Non-contrast enhanced multi-slice CT-KUB in renal colic: spectrum of abnormalities detected on CT KUB and assessment of referral patterns.
J Ayub Med Coll Abottabad Jan ;31(3):415-7.

Background: Renal colic is a common problem and significant number of patients presenting to ER, ED are suffering from acute or chronic renal colic. The conventional methods of investigating patients with renal colic are urine routine examination, plain radiograph for KUB (kidneys, ureters and bladder) and ultrasound followed by intravenous urography. Now a days non contrast enhanced computed tomography of kidneys, ureters and bladder is the first line investigation in suspected upper urinary tract obstruction. Radiation dose is one of the major limitations of CT KUB. Other limitations are cost and availability. The sensitivity and specificity of CT KUB is extremely high in the diagnosis of stones. Methods: This cross-sectional descriptive study was conducted in the department of Radiology Ayub Medical Teaching Institution Abbottabad from 1 st July 2017 to 30th May 2018. Information obtained from history, clinical examination and CT KUB, ultrasound were recorded in an approved and prescribed pro forma. Results: Among total 350 patients, majority were male 66% and the age of study population ranged from 20 to 60 years.
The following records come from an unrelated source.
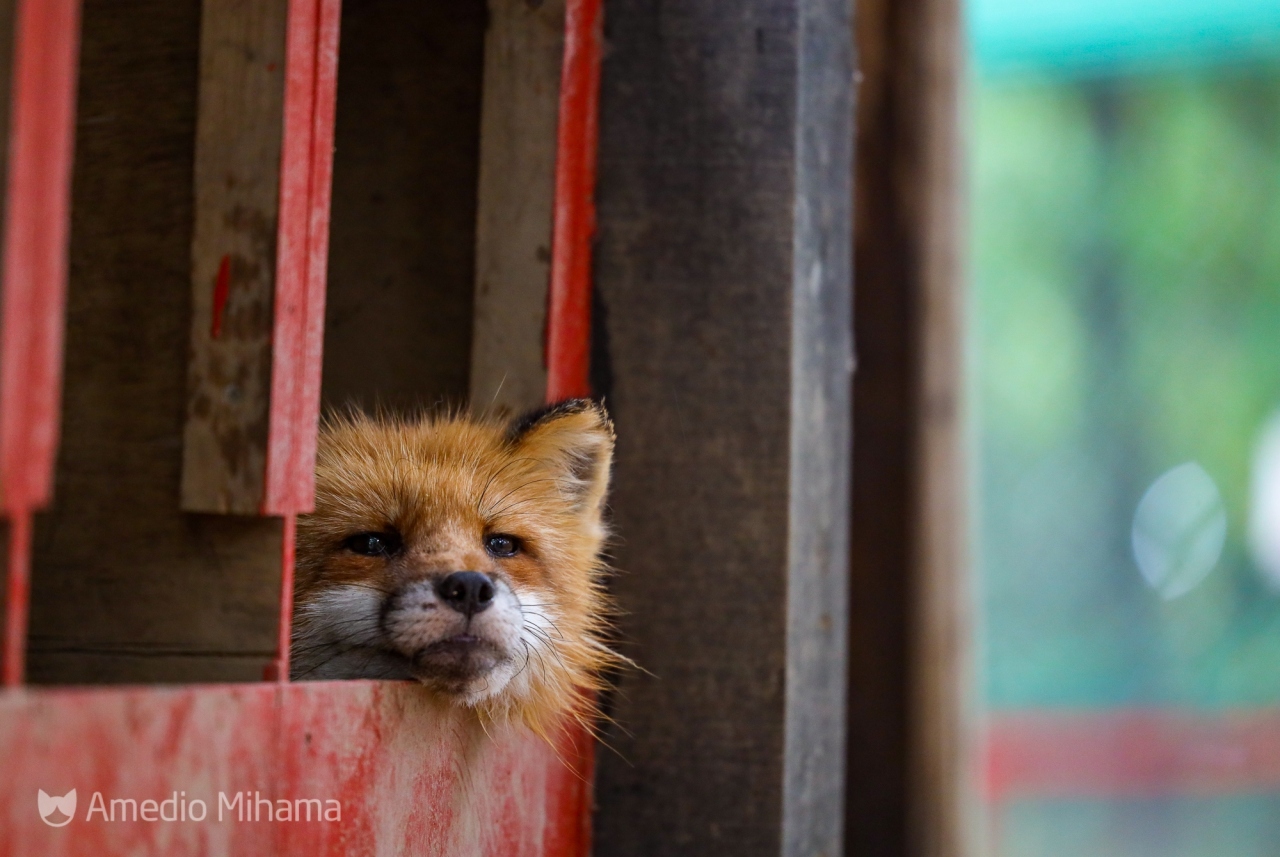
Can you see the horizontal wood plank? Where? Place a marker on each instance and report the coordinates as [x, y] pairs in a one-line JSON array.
[[408, 775]]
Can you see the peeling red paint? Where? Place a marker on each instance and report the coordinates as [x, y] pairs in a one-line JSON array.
[[412, 778]]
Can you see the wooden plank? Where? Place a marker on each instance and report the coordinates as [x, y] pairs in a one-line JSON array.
[[909, 729], [233, 253], [306, 172], [402, 267], [524, 53], [410, 777], [118, 566], [33, 302], [945, 752], [704, 270], [568, 303], [822, 365]]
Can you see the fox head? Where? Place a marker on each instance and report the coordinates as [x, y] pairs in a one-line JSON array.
[[464, 554]]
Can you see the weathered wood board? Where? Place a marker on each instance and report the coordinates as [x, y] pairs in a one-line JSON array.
[[722, 270], [237, 188], [398, 321], [127, 587], [393, 774]]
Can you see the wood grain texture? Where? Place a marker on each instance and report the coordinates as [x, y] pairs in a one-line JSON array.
[[402, 255], [822, 365], [524, 51], [233, 253], [117, 564], [910, 638], [700, 180]]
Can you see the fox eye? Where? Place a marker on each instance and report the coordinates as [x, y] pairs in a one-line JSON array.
[[502, 545], [374, 544]]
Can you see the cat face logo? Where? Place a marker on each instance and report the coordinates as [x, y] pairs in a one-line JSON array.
[[63, 806]]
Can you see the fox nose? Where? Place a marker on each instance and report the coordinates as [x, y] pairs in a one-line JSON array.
[[467, 592]]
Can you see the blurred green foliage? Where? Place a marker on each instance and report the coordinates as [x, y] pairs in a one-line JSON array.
[[1125, 310]]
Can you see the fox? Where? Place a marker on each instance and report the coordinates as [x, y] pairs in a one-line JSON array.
[[465, 554]]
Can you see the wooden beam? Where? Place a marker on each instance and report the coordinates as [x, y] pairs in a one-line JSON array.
[[524, 53], [909, 728], [237, 180], [33, 303], [126, 586], [398, 774], [398, 320], [723, 273]]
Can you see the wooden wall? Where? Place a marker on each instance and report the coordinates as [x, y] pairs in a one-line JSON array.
[[127, 587], [403, 237], [723, 276], [909, 768]]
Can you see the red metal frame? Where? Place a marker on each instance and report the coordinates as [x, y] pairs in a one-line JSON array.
[[35, 284], [568, 317]]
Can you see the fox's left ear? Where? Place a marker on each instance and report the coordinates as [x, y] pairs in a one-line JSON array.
[[575, 438]]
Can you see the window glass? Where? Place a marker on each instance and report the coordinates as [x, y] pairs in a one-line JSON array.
[[1125, 388]]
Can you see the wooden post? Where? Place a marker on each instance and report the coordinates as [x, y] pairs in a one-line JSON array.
[[524, 58], [233, 253], [37, 223], [723, 279], [912, 777]]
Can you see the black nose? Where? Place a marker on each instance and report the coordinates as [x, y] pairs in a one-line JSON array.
[[467, 592]]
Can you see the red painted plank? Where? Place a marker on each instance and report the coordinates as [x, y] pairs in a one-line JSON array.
[[568, 319], [408, 777], [302, 256], [1146, 752], [302, 247], [35, 283]]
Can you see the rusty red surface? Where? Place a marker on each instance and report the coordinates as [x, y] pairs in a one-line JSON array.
[[302, 247], [35, 284], [568, 319], [222, 290], [1144, 752], [402, 774]]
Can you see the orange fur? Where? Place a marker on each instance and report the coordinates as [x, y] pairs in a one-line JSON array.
[[440, 486]]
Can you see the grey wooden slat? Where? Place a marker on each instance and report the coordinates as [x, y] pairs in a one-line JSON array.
[[734, 742], [524, 51], [237, 170]]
Most of the patients presented with flank pain and microscopic hematuria. Calculi were detected in 52 %. Patients with non obstructing stones were 63 %, ureteric stones and hydronephrosis were 22 %, ureterovesicle junction stone 4%. Patients with stones and incidental findings made 12.8% of the study population having abnormal CT KUB. Conclusion: Non contrast enhanced CT KUB, performed in a suitable clinical scenario, is an excellent imaging investigation for patients having renal colic and the initial ultrasound is inconclusive. In majority of cases it identifies the cause of lumbar or pelvic pain. This modality has the added advantage of showing alternate causes for pain other than stones.